AnalysisIt is getting increasingly difficult to tell the players without a scorecard following the latest slew of management changes at Fiat Auto SpA.

The Italian auto maker this month gave the boot to former CEO Herbert Demel, replacing him with the hard-charging CEO of corporate parent Fiat SpA, Sergio Marchionne.

Marchionne and his team quickly orchestrated a plan to move Maserati SpA under Fiat’s auto unit, bidding newly installed Maserati CEO Martin Leach a hurried “arrivederchi.”(See related story: Fiat Plays Musical Chairs With Maserati, Ferrari Execs)

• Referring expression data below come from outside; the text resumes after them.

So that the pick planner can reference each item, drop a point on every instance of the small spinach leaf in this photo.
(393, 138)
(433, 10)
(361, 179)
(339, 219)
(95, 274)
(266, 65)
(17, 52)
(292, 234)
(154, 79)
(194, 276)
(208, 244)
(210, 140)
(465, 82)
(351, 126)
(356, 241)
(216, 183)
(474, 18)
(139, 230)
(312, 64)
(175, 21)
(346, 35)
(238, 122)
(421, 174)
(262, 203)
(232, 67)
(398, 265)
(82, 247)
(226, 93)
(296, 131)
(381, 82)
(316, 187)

The most telling strategy to date is the nod to Ferrari SpA chief designer Frank Stephenson to take over design efforts for Fiat and Lancia brands and Fiat’s Commercial Vehicle operations, as well as Ferrari’s Product Development Director Giuseppe Bonollo’s appointment to lead Fiat product strategy.

While Marchionne is credited with these bold management strokes, there is more than meets the eye here.

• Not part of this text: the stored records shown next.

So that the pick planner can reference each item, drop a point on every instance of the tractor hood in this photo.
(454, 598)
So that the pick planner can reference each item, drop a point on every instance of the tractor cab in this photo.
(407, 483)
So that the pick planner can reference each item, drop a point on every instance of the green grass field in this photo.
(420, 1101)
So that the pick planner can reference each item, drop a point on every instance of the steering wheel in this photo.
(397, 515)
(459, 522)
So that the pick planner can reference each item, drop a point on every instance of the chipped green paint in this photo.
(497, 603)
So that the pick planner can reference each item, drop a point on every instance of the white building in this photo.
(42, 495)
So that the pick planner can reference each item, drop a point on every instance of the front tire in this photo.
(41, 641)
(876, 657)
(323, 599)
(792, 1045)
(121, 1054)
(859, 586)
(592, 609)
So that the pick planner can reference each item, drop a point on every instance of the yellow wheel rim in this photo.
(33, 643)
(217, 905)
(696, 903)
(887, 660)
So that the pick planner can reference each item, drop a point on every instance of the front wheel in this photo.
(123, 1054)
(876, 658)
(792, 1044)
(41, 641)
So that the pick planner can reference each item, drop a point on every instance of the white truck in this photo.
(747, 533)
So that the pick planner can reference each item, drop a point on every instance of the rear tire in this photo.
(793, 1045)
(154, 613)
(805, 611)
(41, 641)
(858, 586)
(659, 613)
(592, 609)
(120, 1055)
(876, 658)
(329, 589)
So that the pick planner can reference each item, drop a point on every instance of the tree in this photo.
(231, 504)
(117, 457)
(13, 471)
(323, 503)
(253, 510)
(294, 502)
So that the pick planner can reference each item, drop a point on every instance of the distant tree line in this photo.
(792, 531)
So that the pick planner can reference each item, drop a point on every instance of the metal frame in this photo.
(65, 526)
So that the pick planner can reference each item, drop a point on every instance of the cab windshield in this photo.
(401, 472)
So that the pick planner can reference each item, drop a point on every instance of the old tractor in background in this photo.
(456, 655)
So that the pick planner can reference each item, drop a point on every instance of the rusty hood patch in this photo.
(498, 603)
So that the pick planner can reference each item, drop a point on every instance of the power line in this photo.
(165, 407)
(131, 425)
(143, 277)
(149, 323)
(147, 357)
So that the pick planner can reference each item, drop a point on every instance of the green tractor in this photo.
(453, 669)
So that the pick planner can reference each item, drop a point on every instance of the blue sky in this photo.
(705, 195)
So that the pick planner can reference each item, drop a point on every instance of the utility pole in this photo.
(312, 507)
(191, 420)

Marchionne, sources tell Ward’s, likely is taking his marching orders directly from Fiat Chairman Luca Cordero di Montezemolo, one of Italy’s most respected businessmen.

Montezemolo directed Ferrari’s day-to-day operations from 1991 before moving up the corporate ladder last year.

During his tenure, he managed to right the flailing Italian sports car maker in quick and profitable fashion. Ferrari today leads Formula 1 racing, winning its 4th consecutive championship in 2004, while customers wait up to two years for one of only 4,900 cars built annually.

Fiat SpA Chairman Luca Cordero di Montezemolo

Montezemolo now is looking to repeat that success on a much bigger scale at Fiat Auto.

For example, Stephenson, who penned the Mini for BMW AG, is free to flex his considerable design muscle without tiptoeing around famed ItalDesign SpA and Pininfarina SpA design houses, both of which objected when he attempted to take risks with Ferrari.

Bonollo has the same opportunity to spread his product-development genius into more mainstream vehicles. The goal is to target segments of the market in which Fiat needs to gain a presence, while developing product that exudes Italian design flare.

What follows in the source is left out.